Kummatty appears in the guise of a traveling old man with a fake beard, carrying masks and other impedimenta. He shaves. He swims. He hands out animal crackers. He continually sings and prances. Fifty-minutes into the 90 minutes of Kummatty, he temporarily transforms the kids into animals via magical masks. Our main boy gets turned into a dog and runs away before the old man can turn him back, and the dog must wait a year or so until the man shows up again on his rounds.

This seemingly improvised, off-handed narrative coalesces around the gloriously beautiful landscape shots of verdant forests, shimmering water, and brightly colored clothing. Kummatty is an example of Slow Cinema existing in its own magical space, according to its own rhythms and folk rituals.

Working in Malayalam, Aravindan’s distinctive films are rooted in his native Kerala, India’s southwestern tip. His collaborators on Kummatty include other distinctive artists: the theatrical writer Kavalam Narayana Panicker and the musician and performer who plays the title role, Ambalappuzha Ramunni.

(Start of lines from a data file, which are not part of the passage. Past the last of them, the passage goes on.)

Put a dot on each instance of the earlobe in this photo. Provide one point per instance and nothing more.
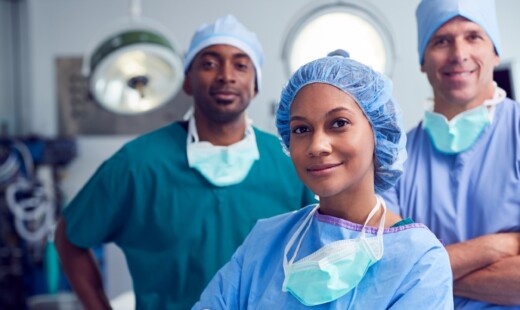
(186, 86)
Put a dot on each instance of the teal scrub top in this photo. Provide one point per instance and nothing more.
(175, 228)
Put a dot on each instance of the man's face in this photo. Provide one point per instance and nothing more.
(221, 79)
(459, 61)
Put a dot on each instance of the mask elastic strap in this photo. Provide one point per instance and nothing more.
(306, 224)
(371, 214)
(193, 135)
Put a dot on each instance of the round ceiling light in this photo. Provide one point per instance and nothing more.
(135, 71)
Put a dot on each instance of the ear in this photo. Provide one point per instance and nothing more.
(496, 60)
(186, 85)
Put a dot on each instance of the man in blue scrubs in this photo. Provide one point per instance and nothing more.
(462, 176)
(178, 201)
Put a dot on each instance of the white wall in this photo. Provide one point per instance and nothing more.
(7, 122)
(67, 28)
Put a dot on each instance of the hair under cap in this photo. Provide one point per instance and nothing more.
(227, 30)
(431, 14)
(372, 92)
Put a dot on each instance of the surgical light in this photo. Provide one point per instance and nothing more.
(136, 69)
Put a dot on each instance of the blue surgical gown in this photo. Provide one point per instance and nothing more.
(414, 272)
(464, 196)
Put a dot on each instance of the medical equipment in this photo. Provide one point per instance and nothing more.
(136, 69)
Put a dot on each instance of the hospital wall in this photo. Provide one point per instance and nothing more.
(58, 28)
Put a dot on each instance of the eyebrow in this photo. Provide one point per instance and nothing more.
(335, 110)
(219, 55)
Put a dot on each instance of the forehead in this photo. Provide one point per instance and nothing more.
(222, 51)
(458, 24)
(322, 97)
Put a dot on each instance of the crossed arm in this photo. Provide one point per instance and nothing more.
(487, 268)
(82, 271)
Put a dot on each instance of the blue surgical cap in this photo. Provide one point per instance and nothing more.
(227, 30)
(431, 14)
(372, 91)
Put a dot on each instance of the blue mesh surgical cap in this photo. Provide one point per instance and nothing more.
(227, 30)
(372, 92)
(431, 14)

If all the films in Martin Scorsese’s World Cinema Project No. 5 showcase filmmakers whose entire output deserves restoration for the balm of our jaded sensibilities, and they do, Kummatty offers the most direct and unapologetic sensual pleasures. Aravindan cries out for his own box set.

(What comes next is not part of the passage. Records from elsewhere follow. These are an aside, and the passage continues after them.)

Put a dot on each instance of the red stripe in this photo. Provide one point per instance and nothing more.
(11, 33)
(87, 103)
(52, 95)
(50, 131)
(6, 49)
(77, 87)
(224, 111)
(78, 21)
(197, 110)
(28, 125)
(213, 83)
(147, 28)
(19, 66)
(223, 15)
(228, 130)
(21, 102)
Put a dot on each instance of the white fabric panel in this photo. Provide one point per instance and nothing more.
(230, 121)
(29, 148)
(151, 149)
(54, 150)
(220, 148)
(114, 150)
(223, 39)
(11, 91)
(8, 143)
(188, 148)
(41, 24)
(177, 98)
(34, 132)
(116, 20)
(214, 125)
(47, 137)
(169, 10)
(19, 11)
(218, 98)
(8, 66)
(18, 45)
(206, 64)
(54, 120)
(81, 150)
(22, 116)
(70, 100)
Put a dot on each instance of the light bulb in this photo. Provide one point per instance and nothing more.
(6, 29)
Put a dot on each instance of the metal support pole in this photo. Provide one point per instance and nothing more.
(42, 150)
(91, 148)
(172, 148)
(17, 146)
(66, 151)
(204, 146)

The Fall of Otrar/Otyrardyñ küirewi (1991) – Directed by Ardak Amirkulov

World Cinema Collection The Fall of Otrar
Still courtesy of Criterion Collection

In the 13th Century Kazakh city of Otrar, a loyal subject named Unzhu (Dokhdurbek Kydyraliyev) returns after seven years as a spy sent to infiltrate the court of Genghis Khan, where he commanded over a thousand men. Nobody in Otrar, including the powerful leader or his scheming aunt, wants to believe what he tells them about Khan’s intentions to invade and take over.

The first 90 minutes or so of Ardak Amirkulov’s The Fall of Otrar consist of disorienting sequences of internal politics, torture, reversals, and plottings among myriad characters. The last hour is the brutally violent war and the titular fall of the city. People are sworded, set a fire, and fall picturesquely from battlements. One guy gets a facial from hell.

The style’s the thing. Partly influenced by Andrei Tarkovsky (who also influenced Aravindan), the restless camera work of The Fall of Otrar consists of dense layers of confusing activities and textures, usually in sepia but now and then full color, that immerse the viewer in the sheer “foreign-ness” of distant history while paradoxically rendering that alienation as immediate experience. Some of the more elaborately busy shots are reminiscent of another filmmaker named Alexei German, and that’s no coincidence. German and his wife, Svetlana Karmalita, wrote the script.

Years in the making, The Fall of Otrar is the debut feature of Amirkulov, who was part of the Kazakh New Wave of the late 1980s and ’90s that began making a splash at festivals. The cruelty and devastation it documents with such aesthetic vigor can be seen as a veiled critique of the country’s years as a Soviet satellite and as a broader comment on history as a battlefield between overweening powers that see their citizens as expendable while expecting loyalty.

The nature of this subject is inherently bleak, but film buffs will find their meat and drink in the sheer physicality of the enormous production and the sensory registry of the design, photography, and editing. If a film like this were in 3-D, it would leave the audience dead.

To sum up, the four features in Martin Scorsese’s World Cinema Project No. 5 are presented with the utmost care of restored sound and image. Scorsese offers a short introduction for each film, and each comes with about 20 minutes of discussion and analysis. In addition, a booklet offers very useful essays on each film’s background and reception, as well as its place in its filmmaker’s work. This is another sterling set of films that deserve the attention of world cinema fans. We eagerly await further volumes and respectfully hope the next one won’t take as long to arrive.